Donovan experiences a true Superclasico

February, 8, 2010
02/08/10
10:41
AM ET

This was the kind of game Landon Donovan was never going to get in MLS. The kind of passion and intensity that was on display in Liverpool's 1-0 win over Everton on Saturday could be replicated only perhaps on the international stage (see: U.S.-Mexico). In the American professional setting, something akin to the Merseyside derby isn't to be found.

Positive (and even rave) reviews have followed Donovan since he has suited up for Everton. His manager, David Moyes, and the English press have recognized his contributions to Everton's recent good form. But he had yet to face a challenge like that when Everton visited Anfield in one of the English game's most impassioned rivalries.

Whoever coined the phrase "familiarity breeds contempt" probably knew something about Liverpool-Everton. With all due respect to Chivas-L.A. Galaxy -- and despite the best efforts of sincere supporters and eager marketers in MLS front offices -- that flagship MLS derby is only a pale imitation of what was on display Saturday. Although few doubted Donovan's ability to play in a top league such as England's, it's in games such as these that top players thrive, on the kind of stage that few American players have found themselves.

All it took was a savage tackle early in the game by Everton's Steven Pienaar, a South African, on Liverpool's Javier Mascherano, an Argentine, to illustrate that this rivalry doesn't discriminate on the basis of nationality.
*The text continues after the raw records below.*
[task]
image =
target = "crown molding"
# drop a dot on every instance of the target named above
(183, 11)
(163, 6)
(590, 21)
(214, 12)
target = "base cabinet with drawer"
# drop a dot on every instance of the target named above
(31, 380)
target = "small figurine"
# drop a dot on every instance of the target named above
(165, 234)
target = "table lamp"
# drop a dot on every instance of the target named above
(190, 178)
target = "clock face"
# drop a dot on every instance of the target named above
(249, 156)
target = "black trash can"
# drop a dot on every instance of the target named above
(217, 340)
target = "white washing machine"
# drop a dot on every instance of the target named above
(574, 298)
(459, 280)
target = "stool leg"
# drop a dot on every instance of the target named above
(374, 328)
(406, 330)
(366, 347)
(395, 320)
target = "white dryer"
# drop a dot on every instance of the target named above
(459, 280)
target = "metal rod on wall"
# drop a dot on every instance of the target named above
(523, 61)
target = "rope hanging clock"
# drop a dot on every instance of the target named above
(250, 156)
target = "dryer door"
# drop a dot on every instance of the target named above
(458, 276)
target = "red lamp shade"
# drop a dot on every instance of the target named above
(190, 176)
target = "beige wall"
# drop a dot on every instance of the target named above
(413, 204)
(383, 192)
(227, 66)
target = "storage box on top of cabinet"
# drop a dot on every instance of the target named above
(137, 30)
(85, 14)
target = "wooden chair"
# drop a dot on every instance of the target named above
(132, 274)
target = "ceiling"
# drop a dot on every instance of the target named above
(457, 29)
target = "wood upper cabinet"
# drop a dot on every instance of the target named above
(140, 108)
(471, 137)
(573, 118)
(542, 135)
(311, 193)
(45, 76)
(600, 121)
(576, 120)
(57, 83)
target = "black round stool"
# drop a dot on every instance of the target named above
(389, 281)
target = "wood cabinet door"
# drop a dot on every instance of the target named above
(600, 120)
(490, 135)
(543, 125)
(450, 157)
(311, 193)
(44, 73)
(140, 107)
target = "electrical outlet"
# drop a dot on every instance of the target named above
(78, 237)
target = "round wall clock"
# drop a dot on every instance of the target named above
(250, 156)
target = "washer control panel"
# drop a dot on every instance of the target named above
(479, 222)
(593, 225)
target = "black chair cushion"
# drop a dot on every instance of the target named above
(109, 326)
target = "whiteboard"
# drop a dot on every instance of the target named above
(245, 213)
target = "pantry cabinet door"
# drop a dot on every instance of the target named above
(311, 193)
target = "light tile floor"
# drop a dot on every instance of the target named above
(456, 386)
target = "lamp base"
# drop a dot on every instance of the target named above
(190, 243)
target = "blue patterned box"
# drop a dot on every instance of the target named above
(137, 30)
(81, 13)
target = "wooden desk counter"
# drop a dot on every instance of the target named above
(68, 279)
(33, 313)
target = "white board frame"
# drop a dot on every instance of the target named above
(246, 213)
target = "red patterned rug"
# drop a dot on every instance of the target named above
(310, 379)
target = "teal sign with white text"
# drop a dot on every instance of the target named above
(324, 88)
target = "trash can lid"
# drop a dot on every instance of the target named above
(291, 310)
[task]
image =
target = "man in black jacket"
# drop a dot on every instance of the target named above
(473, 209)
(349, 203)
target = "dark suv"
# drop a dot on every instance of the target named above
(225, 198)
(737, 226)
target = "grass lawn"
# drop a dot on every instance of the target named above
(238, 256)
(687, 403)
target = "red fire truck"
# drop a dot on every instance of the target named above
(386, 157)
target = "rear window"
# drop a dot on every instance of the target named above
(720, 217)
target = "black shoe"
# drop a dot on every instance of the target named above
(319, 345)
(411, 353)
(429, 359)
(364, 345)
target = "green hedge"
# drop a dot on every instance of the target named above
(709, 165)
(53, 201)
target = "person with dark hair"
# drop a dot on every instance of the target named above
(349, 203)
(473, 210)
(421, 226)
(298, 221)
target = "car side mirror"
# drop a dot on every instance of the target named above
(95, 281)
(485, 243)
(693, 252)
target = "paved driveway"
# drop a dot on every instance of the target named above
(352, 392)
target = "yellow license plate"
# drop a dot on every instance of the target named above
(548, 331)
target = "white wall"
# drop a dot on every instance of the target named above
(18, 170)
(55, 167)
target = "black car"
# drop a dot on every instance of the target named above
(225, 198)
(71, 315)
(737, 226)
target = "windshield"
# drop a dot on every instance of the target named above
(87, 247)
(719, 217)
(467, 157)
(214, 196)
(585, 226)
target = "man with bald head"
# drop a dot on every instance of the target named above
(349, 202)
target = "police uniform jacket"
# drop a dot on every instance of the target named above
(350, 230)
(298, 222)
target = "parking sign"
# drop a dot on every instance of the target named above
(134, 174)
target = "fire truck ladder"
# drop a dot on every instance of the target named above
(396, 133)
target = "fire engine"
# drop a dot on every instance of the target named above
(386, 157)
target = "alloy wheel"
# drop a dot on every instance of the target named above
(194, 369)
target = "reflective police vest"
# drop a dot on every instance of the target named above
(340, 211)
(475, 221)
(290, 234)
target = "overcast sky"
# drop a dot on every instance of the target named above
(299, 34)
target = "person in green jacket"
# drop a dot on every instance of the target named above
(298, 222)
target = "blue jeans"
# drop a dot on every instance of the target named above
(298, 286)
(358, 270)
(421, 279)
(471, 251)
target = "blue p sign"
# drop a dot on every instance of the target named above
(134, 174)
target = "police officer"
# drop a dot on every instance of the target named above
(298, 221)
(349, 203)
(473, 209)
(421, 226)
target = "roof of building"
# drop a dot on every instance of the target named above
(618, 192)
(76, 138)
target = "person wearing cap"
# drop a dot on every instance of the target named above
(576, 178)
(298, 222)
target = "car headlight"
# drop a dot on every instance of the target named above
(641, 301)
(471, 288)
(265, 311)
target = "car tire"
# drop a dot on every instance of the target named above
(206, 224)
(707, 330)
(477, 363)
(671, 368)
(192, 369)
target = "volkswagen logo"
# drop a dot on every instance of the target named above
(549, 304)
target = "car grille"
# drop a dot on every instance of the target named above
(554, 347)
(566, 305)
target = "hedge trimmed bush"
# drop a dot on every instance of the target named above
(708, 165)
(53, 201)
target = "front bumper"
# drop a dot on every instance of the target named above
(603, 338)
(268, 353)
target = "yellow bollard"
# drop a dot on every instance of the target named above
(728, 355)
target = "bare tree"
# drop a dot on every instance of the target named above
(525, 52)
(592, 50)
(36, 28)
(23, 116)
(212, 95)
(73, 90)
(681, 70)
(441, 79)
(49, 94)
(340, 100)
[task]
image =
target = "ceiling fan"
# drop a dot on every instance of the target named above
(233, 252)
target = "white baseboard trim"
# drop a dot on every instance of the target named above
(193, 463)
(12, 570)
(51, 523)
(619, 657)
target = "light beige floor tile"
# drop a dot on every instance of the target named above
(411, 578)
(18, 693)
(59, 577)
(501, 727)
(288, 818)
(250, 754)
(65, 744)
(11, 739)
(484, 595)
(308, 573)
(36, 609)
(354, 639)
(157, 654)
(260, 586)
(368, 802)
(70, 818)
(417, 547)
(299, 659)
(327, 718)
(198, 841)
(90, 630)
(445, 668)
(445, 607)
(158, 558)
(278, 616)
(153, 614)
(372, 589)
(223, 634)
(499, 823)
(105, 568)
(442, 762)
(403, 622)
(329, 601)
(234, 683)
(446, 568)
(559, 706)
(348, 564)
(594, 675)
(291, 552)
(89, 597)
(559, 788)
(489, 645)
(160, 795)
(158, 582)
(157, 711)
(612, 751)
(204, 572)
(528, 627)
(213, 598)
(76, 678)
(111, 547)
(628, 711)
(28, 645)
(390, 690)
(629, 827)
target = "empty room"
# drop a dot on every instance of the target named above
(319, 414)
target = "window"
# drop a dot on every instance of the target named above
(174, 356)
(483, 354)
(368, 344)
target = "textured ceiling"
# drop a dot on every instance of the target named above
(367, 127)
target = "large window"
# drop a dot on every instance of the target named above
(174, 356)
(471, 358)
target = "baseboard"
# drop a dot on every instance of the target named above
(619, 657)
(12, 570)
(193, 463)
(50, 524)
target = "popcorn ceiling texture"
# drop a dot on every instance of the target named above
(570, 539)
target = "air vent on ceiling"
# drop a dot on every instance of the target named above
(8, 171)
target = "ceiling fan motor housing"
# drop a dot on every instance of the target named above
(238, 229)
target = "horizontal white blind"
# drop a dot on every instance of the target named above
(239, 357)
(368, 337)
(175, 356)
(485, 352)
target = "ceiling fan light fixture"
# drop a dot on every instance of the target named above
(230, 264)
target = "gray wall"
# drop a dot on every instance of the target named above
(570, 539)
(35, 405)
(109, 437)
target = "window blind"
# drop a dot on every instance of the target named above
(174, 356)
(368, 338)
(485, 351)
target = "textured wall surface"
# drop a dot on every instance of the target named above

The color of the shirt will do.

So what of the American wearing the No. 9 blue shirt? If forced to offer a grade of his performance, I'd be inclined to offer an incomplete. It's not that he played poorly or made costly mistakes. His poke through Mascherano's legs early in the first half earned Everton a dangerous free kick and was probably the best display of individual skill throughout the match. This was a game, however, that was always going to be decided by attitude and not artistry.

That's the area where Donovan and much of Everton's side were found lacking. With a man advantage, you'd have expected more initiative and ambition in taking the game to Liverpool. For Donovan's part, he seemed tied to the touchline, never eager to push into the middle of the field and get on the ball. Considering the kinds of tackles that were flying in that area of the field, you could hardly blame him (Bob Bradley certainly wouldn't). Credit Liverpool, though: Desire can overcome a lot on a soccer field -- even an extra-man advantage.

Altidore shines

Jozy Altidore's goal to open the scoring against Manchester City in Hull City's shocking 2-1 win -- his first in 18 games in England -- had to come as welcome news for him and American fans. It's not so much the goal itself, but the way he took it that should bode well for him going forward. It was a nice mixture of composure, instinct and class that can hopefully create some confidence for Altidore moving forward.